Friday, 16 March 2012

From rice to riches


I have an on-going quest for the knowledge of another nation´s cuisine.This search has brought me to Portuguese rice.Rice is produced in Portugal? -surprised? Yes I was too.
Rice production in Portugal goes back to the middle ages when its cultivation was in conjunction with the drive to drain areas of marshy land in the north west of the country.  From rice to riches. Rice suddenly became the food of the masses, whereas previously it had been the food of the rich. Rice may have become more popular in the 16th century with the sale of rice pudding by women in the streets of Lisbon.

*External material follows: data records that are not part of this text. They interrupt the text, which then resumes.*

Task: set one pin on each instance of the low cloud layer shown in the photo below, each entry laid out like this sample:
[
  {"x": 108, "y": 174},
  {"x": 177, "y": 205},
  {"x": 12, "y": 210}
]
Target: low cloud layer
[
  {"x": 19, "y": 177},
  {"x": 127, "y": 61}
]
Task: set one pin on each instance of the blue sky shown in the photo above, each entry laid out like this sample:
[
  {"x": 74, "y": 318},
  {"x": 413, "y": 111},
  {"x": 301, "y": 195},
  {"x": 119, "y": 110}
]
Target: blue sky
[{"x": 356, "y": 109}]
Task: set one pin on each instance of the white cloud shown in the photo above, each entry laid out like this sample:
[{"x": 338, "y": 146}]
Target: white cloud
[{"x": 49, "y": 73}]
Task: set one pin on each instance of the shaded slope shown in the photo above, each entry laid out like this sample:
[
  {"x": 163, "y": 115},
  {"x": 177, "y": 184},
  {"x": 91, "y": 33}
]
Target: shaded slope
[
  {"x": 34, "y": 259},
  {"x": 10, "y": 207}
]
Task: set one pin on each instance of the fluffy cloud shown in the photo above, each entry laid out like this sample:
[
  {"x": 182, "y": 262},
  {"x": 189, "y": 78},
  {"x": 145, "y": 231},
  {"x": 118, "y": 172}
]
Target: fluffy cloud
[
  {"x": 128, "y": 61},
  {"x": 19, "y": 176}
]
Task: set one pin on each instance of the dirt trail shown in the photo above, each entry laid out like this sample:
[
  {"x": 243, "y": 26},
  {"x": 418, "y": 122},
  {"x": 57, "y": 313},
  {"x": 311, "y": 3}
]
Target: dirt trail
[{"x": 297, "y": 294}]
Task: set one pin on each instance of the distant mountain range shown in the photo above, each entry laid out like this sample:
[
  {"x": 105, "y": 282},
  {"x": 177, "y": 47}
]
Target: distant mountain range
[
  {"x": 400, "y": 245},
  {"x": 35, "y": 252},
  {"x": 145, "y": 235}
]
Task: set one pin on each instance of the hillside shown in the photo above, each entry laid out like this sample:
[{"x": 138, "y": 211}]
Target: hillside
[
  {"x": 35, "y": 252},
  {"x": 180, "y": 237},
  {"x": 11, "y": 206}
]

There were rice fields in Brazil in the 18th century, and there are records of the export of  rice from Brazil to the Portuguese royal larders.
Initially rice was probably regarded as a supplementary food like bread.Only later did rice enter into the culinary vocabulary and be considered the all versatile food it is today,one capable of being the core ingredient of a soup, starter, fish or meat dish, and even as a pudding.The grain was brought to the Iberian peninsular by the Moors as early as the Seventh and Eighth centuries,hence the origin of its name arroz from the moorish ar-uz. Rice is a grain that comes in different shapes and sizes according to variety. Carolino Rice ( Lisbon region) is a short, plump, white grain, similar to arborio. With a great capacity to absorb flavours and low amylose content (one of the components of starch), this grain retains more of the starch and remains firm to the bite when cooked.This is why Carolino Rice is ideal for a style of cooking  known as ‘malandrinho’,(dishes with rice and a variety of ingredients prepared as stews similar to paellas). This style of cooking is typical of the north of Portugal but extremely popular in the Algarve. 'Malandrinho' is a cooking technique in which rice obtains a creamy smooth texture, and can be adapted to regional recipes  such as the tomato, bean or fish rices.The carolino is the one grain that Portuguese cooks have taken to the heart of their cooking.The reason being  is that it adapts so well to this style of cooking.Let’s return to rice here rice now. The Portuguese  learnt to use it every which way. Apart from bread and potatoes,which appear at every meal,you will frequently find rice.There has been many an occasion when I have found both rice and potatoes on the same plate.It makes its presence felt in the famous soup canja, but more often it holds its own in tomato rice or arroz de mariscos (shellfish rice)razor clam rice and the Algarvian speciality octopus rice.My favourite of all malandrinho dishes however,is arroz de pato ( duck rice).I have put my own mark on this dish recently.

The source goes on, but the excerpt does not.